Sheshu Zhang,Jun Zhao,Jianxia Yang,Jinfeng Xie,Ziyun Sun
DOI: https://doi.org/10.3390/land13060877
IF: 3.905
2024-06-19
Land
Abstract:(1) Monitoring salinized soil in saline–alkali land is essential, requiring regional-scale soil salinity inversion. This study aims to identify sensitive variables for predicting electrical conductivity (EC) in soil, focusing on effective feature selection methods. (2) The study systematically selects a feature subset from Sentinel-1 C SAR, Sentinel-2 MSI, and SRTM DEM data. Various feature selection methods (correlation analysis, LASSO, RFE, and GRA) are employed on 79 variables. Regression models using random forest regression (RF) and partial least squares regression (PLSR) algorithms are constructed and compared. (3) The results highlight the effectiveness of the RFE algorithm in reducing model complexity. The model incorporates significant environmental factors like soil moisture, topography, and soil texture, which play an important role in modeling. Combining the method with RF improved soil salinity prediction (R2 = 0.71, RMSE = 1.47, RPD = 1.84). Overall, salinization in Minqin oasis soils was evident, especially in the unutilized land at the edge of the oasis. (4) Integrating data from different sources to construct characterization variables overcomes the limitations of a single data source. Variable selection is an effective means to address the redundancy of variable information, providing insights into feature engineering and variable selection for soil salinity estimation in arid and semi-arid regions.
environmental studies
What problem does this paper attempt to address?
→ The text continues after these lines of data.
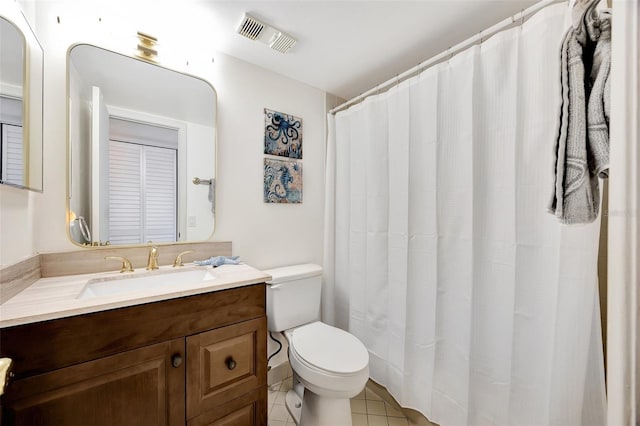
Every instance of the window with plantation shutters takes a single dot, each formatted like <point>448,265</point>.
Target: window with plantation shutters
<point>12,164</point>
<point>12,154</point>
<point>142,184</point>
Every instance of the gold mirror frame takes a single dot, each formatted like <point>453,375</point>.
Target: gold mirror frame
<point>32,100</point>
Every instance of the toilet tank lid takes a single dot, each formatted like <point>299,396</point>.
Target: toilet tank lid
<point>295,272</point>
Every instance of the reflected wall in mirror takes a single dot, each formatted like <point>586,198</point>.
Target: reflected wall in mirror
<point>20,103</point>
<point>138,136</point>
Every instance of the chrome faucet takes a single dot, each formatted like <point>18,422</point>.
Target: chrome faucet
<point>126,264</point>
<point>178,262</point>
<point>152,263</point>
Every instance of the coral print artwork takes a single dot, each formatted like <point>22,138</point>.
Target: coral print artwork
<point>282,134</point>
<point>282,181</point>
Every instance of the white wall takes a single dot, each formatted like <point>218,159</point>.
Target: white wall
<point>264,235</point>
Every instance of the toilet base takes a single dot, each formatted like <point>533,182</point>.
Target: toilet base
<point>318,410</point>
<point>294,405</point>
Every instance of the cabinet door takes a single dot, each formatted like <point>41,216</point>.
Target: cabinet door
<point>225,364</point>
<point>140,387</point>
<point>249,409</point>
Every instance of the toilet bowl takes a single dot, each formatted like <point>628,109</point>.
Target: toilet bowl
<point>329,365</point>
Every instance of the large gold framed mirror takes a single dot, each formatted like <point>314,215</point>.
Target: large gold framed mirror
<point>21,84</point>
<point>142,151</point>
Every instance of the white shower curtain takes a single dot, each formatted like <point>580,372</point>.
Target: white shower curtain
<point>477,307</point>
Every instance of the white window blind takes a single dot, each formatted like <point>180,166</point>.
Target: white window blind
<point>160,194</point>
<point>142,193</point>
<point>12,154</point>
<point>125,193</point>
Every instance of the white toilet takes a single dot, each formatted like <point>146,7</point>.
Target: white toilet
<point>329,365</point>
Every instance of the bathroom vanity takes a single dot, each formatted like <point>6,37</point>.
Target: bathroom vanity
<point>196,357</point>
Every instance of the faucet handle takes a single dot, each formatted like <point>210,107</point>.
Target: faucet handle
<point>126,264</point>
<point>178,261</point>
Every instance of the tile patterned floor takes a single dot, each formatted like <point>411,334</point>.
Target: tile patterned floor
<point>367,409</point>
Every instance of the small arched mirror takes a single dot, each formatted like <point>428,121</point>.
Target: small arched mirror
<point>142,151</point>
<point>20,103</point>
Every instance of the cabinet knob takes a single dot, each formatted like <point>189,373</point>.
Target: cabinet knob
<point>231,364</point>
<point>176,360</point>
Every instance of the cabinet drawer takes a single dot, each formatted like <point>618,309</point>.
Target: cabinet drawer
<point>224,364</point>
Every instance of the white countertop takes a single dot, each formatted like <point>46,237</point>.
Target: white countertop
<point>56,297</point>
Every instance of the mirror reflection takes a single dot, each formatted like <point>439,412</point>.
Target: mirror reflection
<point>20,105</point>
<point>142,146</point>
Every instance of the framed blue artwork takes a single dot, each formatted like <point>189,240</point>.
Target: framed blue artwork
<point>282,134</point>
<point>282,181</point>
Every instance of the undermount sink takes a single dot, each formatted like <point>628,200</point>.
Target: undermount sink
<point>153,280</point>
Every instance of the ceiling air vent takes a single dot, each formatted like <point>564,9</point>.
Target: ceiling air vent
<point>282,42</point>
<point>253,29</point>
<point>250,27</point>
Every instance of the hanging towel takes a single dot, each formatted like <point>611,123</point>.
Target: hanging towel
<point>582,147</point>
<point>598,105</point>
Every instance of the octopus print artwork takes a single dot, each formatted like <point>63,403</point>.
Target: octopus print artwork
<point>282,181</point>
<point>282,134</point>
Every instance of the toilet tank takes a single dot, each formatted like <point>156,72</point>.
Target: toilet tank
<point>293,296</point>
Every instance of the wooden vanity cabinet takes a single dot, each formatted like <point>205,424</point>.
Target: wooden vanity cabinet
<point>198,360</point>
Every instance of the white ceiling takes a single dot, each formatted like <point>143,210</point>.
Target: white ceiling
<point>347,47</point>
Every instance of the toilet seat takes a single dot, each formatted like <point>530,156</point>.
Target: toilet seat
<point>329,349</point>
<point>314,353</point>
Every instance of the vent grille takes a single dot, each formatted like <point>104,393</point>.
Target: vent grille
<point>282,42</point>
<point>250,27</point>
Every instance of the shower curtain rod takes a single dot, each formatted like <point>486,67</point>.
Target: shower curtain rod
<point>482,35</point>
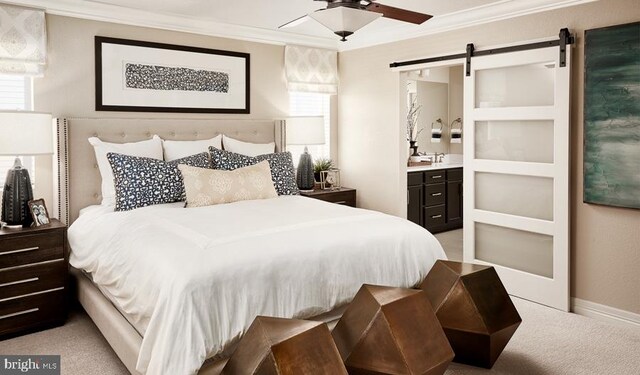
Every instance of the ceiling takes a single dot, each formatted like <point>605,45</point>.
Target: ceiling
<point>259,19</point>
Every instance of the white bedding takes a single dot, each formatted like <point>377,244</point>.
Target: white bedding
<point>192,280</point>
The main problem that this paper attempts to solve is the prediction of soil salinity in arid areas through multi - source data (such as Sentinel - 1 C SAR, Sentinel - 2 MSI and SRTM DEM data). Specifically, the research aims to: 1. **Identify sensitive variables**: Systematically select feature subsets from multi - source data to predict soil electrical conductivity (EC), with an emphasis on effective feature selection methods. 2. **Construct regression models**: Use random forest regression (RF) and partial least squares regression (PLSR) algorithms to construct and compare regression models in order to improve the accuracy of soil salinity prediction. 3. **Evaluate model performance**: Improve the soil salinity prediction model by reducing model complexity and incorporating important environmental factors (such as soil moisture, terrain and soil texture), and evaluate its performance indicators (such as \(R^2\), RMSE and RPD). The ultimate goal of the research is to provide valuable guidance in soil salinity prediction in arid areas, especially for regions like Minqin Oasis. By integrating data from different sources, overcome the limitations of a single data source, and reduce the redundancy of variable information through feature selection, thereby improving the predictive ability and interpretability of the model.